Always Well Within

Calm Your Mind, Ease Your Heart, Embrace Your Inner Wisdom

Mini-Mindfulness Challenge: Mindful Walking

Mind-Mindfulness Challenge

Welcome to Week 4 and the conclusion of the Mini-Mindfulness Challenge.  I’m so glad you’re here!

The Mini-Mindfulness Challenge offers a simple prompt each week to help you remember to be present in the moment and in so doing find better health and more ease.  If you missed Week 1 – 3, here they are:

This week we’ll explore walking mindfully.  I won’t bemoan the dangers of a sedentary life style.  But it’s shocking to consider that a sedentary lifestyle – one with little or no physical activity – can contribute to many preventable causes of death.

Let’s not go there!

Mini-Mindfulness Challenge – Week 4:  Mindful Walking

This week’s mini-mindfulness challenge will help you get out of your head and back into your body.  It’s easy!

Use walking as a trigger to come back to the present moment and inhabit your body.  When you begin to walk, bring your mind home and be aware of each movement or of your body as a whole.  If it helps, you can slow down your pace at first.  But, you don’t have to exaggerate your movements or walk in extreme slow motion.

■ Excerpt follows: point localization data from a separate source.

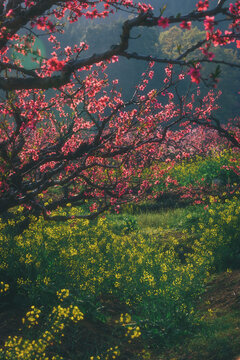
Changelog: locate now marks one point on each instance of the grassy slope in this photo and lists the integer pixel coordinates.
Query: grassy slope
(218, 337)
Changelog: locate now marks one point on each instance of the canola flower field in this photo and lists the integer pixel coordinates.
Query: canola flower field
(118, 287)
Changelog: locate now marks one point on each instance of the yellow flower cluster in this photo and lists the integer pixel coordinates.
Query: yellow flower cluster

Here’s one example.  Let’s say you’re walking from an office building to your car in the parking lot.  Often we lead with our chin and our head, and the 100,000 thoughts we have about what just happened or what’s next.  Slow down your pace, drop the thoughts and become aware that you’re walking.  Then be aware of the sensation of each movement or the experience of your body as a whole.  Simply be present completely with each step.  There’s no need to look at your feet. 

  • Feel your foot as it meets the pavement.
  • Feel the sensation of your shoe against your foot.
  • Does your foot feel hot, sweaty, cramped, cool, relaxed?
  • Feel the pressure of your shoulder bag.
  • Notice your leg muscles as you alternatively raise each leg to move forward.
  • Experience your body as a whole.
  • Gently notice whatever sensations occurs.

Just be lightly aware of each movement that you make.  Your attention is alert, but relaxed and restful rather than over concentrated.  Let go of any need to analyze or judge.

This isn’t tunnel awareness.  You aren’t oblivious to everything else going on around you.  You can still hear the sounds around you and see the sights in your environment, but you’re aware that you’re walking.  Each time you’re distracted by a thought, emotion, or the environment, just gently bring your mind back to the sensations at hand. 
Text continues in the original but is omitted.